Last fall, Nusrat Chowdhury started getting nervous messages from back home in Bangladesh.
She was in her first semester at the University of Minnesota. Her family had been following the U.S. presidential race — and the talk about Muslim bans — with alarm.
"When the election happened, they were all telling me to come back," said Chowdhury, 23, an economics major.
She stayed in Minnesota, and even encouraged another young Bangladeshi woman to come to the U this fall.
Nationally, the number of new foreign college students dropped by 7 percent this fall, according to a November report by the Institute of International Education. Critics say it's evidence that the Trump administration's travel bans and anti-immigrant rhetoric are scaring away potential students.

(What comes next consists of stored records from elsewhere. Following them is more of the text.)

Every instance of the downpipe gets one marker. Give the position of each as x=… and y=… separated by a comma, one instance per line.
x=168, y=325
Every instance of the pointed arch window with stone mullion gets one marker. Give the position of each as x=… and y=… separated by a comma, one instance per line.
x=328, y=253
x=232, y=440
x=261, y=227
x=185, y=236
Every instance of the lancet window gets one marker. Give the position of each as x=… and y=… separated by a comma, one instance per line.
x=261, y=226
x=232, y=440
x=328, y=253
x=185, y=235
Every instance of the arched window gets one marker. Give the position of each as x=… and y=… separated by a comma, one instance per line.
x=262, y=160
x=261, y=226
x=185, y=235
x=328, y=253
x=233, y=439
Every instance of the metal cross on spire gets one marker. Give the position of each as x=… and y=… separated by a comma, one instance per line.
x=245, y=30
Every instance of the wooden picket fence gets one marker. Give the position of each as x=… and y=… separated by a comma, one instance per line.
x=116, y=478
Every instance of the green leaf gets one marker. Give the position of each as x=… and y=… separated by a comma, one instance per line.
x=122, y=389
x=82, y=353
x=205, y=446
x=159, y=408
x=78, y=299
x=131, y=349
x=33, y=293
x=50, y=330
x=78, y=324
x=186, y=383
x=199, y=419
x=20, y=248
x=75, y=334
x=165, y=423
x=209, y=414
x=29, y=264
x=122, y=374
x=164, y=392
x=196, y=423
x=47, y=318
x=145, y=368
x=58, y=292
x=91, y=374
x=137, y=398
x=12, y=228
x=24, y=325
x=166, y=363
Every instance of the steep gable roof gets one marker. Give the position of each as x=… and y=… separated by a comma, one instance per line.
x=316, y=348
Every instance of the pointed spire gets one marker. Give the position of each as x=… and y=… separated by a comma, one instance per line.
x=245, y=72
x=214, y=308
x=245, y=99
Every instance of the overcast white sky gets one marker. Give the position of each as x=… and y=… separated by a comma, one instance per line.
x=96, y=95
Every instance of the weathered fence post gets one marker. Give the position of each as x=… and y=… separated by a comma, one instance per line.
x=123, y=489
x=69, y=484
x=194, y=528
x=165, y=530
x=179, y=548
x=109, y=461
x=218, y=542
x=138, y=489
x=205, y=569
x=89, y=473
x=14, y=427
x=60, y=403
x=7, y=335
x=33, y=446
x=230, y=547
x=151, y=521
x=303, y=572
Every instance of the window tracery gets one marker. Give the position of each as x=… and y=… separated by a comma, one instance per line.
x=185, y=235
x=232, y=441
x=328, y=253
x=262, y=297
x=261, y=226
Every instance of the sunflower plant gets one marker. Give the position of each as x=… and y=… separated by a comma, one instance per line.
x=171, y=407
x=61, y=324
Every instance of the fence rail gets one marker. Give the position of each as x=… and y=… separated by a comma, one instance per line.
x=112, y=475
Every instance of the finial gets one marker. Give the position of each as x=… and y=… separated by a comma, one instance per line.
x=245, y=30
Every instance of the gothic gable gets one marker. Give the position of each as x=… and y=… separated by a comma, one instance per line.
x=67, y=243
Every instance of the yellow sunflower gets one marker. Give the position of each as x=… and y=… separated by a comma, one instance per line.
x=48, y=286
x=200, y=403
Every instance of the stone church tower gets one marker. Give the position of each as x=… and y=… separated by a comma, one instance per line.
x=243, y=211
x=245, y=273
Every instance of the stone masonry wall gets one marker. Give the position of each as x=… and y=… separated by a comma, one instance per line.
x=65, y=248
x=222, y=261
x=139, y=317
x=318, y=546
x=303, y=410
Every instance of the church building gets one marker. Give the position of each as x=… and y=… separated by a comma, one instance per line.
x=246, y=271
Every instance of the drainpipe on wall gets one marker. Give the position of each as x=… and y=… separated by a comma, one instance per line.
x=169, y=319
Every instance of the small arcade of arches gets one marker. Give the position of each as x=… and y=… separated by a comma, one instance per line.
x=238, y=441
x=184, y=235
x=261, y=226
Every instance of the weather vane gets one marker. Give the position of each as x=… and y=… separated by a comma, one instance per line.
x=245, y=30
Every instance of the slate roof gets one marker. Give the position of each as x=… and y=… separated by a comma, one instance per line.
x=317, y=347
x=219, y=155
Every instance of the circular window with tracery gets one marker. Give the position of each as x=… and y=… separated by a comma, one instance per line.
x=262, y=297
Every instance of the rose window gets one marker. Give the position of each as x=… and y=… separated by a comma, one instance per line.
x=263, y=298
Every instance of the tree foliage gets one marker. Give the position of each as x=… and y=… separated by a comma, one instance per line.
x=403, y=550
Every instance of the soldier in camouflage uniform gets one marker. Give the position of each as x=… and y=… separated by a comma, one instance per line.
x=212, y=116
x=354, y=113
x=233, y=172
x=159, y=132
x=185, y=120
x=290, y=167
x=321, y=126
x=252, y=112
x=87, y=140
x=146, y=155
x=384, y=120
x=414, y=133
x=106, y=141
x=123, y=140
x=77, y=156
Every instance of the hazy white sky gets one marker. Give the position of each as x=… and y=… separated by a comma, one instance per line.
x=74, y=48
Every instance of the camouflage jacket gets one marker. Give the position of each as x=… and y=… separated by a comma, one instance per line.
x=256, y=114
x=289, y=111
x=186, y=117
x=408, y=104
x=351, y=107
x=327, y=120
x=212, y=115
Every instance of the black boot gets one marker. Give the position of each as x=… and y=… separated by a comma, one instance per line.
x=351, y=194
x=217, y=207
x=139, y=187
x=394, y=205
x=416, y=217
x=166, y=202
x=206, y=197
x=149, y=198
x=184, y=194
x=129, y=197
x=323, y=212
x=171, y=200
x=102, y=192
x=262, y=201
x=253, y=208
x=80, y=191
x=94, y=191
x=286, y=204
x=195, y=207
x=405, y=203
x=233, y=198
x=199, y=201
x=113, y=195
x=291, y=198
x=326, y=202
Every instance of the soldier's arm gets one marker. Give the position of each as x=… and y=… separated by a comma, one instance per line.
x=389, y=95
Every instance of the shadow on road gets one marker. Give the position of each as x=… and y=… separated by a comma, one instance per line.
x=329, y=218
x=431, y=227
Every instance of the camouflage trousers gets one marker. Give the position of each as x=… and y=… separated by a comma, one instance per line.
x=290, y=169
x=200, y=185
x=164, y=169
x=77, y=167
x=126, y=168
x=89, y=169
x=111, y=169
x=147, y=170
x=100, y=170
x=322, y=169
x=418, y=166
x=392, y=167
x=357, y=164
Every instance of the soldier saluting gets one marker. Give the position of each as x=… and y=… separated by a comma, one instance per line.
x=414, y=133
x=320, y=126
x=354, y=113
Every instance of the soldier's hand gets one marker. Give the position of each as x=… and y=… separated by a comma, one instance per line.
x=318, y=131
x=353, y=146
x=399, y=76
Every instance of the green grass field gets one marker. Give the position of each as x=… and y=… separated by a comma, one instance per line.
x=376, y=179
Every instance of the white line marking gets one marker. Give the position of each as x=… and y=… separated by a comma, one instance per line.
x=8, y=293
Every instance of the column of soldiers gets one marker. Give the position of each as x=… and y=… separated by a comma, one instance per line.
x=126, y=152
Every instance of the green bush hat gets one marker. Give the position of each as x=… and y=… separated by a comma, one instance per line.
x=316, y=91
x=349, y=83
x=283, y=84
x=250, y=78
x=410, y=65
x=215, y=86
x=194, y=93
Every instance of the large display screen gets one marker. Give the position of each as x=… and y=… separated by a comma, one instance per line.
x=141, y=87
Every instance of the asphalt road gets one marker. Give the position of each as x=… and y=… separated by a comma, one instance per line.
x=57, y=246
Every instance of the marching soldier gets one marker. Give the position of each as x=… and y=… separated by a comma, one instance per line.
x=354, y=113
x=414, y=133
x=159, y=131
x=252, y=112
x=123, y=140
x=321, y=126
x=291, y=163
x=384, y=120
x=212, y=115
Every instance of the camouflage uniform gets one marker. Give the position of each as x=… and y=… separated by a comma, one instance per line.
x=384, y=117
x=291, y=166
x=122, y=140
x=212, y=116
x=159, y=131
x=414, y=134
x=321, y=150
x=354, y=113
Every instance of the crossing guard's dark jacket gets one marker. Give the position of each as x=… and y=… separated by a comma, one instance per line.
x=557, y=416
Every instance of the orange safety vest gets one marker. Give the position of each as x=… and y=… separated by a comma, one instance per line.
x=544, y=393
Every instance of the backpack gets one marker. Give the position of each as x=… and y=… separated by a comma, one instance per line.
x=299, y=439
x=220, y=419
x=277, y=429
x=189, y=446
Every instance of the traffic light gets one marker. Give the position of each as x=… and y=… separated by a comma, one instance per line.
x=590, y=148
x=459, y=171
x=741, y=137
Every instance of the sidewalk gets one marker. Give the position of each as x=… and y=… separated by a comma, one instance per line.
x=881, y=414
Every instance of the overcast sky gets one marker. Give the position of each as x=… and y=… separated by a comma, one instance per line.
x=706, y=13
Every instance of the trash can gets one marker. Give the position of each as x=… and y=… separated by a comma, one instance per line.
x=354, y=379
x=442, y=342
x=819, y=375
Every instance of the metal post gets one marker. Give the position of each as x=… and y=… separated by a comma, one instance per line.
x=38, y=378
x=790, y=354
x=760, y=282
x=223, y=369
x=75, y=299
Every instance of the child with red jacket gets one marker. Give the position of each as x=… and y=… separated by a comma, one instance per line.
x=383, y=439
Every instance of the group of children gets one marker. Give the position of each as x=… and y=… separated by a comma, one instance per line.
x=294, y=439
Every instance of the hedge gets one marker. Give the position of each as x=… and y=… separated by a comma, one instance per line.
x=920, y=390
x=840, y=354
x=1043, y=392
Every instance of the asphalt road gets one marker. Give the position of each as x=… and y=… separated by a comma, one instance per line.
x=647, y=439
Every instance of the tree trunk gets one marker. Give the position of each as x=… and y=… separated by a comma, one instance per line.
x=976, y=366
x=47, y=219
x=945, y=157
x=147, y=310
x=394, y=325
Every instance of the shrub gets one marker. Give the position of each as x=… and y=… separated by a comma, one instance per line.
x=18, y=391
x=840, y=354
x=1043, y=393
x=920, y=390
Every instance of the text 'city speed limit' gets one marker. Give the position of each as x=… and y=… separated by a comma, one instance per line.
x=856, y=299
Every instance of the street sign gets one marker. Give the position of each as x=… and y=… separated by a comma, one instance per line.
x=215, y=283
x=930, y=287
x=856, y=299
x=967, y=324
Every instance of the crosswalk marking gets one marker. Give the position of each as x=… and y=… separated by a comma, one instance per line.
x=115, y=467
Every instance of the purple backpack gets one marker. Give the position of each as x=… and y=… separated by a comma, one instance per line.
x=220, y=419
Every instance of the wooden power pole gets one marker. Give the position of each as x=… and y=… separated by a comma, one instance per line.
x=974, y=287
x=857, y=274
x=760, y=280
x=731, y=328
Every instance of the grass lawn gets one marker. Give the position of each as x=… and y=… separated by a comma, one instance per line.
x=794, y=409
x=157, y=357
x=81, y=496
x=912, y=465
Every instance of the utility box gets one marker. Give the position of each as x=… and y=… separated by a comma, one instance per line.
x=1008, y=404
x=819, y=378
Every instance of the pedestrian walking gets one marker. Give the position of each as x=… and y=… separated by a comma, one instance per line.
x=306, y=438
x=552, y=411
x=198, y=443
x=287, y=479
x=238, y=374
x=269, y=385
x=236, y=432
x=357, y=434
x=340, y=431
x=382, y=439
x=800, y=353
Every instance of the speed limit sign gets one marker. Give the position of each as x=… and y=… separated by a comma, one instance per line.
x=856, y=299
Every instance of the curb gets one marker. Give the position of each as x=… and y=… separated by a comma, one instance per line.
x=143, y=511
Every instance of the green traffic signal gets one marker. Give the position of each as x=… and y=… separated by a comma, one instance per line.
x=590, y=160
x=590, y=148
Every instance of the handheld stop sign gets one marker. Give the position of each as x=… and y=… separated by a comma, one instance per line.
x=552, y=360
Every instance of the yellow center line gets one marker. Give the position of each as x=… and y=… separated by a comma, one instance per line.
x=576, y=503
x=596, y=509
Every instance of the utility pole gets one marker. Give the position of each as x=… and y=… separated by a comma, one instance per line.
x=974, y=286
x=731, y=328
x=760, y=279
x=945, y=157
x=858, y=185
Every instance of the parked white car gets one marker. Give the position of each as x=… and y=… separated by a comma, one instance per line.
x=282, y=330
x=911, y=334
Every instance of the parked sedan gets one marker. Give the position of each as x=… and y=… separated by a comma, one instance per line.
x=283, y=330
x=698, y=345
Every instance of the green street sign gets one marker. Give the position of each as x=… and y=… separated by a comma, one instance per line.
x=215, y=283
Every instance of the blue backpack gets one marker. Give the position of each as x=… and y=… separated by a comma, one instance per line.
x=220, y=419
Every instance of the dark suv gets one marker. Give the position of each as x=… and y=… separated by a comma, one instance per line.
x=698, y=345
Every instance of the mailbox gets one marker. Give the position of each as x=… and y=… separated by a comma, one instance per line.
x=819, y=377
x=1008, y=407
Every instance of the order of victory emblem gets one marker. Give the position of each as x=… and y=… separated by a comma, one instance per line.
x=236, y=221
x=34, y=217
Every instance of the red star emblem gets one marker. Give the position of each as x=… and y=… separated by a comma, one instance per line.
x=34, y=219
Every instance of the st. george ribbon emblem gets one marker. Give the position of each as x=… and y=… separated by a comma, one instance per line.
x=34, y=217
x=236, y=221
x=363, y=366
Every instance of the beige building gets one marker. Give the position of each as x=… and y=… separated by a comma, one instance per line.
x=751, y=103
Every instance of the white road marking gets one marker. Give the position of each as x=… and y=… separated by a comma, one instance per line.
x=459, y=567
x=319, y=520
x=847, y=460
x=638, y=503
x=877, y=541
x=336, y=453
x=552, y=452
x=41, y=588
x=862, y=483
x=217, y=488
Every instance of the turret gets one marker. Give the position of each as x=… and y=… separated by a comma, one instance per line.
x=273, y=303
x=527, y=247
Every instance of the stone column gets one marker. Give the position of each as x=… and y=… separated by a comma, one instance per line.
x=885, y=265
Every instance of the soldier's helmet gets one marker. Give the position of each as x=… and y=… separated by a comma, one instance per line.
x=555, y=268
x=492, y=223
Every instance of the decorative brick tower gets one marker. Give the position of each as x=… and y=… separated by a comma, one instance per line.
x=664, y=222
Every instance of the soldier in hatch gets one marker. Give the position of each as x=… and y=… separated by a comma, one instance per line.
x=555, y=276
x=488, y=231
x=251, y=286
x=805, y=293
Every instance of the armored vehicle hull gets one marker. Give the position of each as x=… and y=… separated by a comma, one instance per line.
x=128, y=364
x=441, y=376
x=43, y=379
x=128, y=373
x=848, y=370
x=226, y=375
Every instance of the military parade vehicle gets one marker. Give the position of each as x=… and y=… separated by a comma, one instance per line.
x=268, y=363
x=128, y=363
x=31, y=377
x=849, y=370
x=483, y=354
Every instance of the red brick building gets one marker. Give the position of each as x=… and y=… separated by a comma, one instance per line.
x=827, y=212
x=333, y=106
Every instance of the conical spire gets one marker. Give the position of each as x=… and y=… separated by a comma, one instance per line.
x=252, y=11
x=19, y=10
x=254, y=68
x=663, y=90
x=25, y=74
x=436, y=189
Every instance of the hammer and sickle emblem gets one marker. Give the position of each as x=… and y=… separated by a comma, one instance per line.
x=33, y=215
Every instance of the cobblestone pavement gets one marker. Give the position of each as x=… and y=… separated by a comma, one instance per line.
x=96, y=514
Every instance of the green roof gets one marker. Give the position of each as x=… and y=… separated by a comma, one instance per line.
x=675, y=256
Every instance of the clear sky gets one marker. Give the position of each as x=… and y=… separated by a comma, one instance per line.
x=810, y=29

So far, Minnesota appears to be bucking the trend. This fall, the U welcomed 6,060 foreign students from more than 100 countries to the Twin Cities campus — almost the same as last year — while the number of new international freshmen crept up by 1 percent.
The story was much the same at the University of St. Thomas in St. Paul, another magnet for international students. It reported a fall enrollment of 574 students from other countries, a five-year high.
Ali Baydoun, a 19-year-old U student from Dubai, thinks he knows why the numbers are holding up. "Minnesota is a liberal state," said Baydoun, one of the leaders of the Minnesota International Student Association. "I feel like there is more fear than last year, but there's also a sense of … at least we're not in Tennessee or Georgia."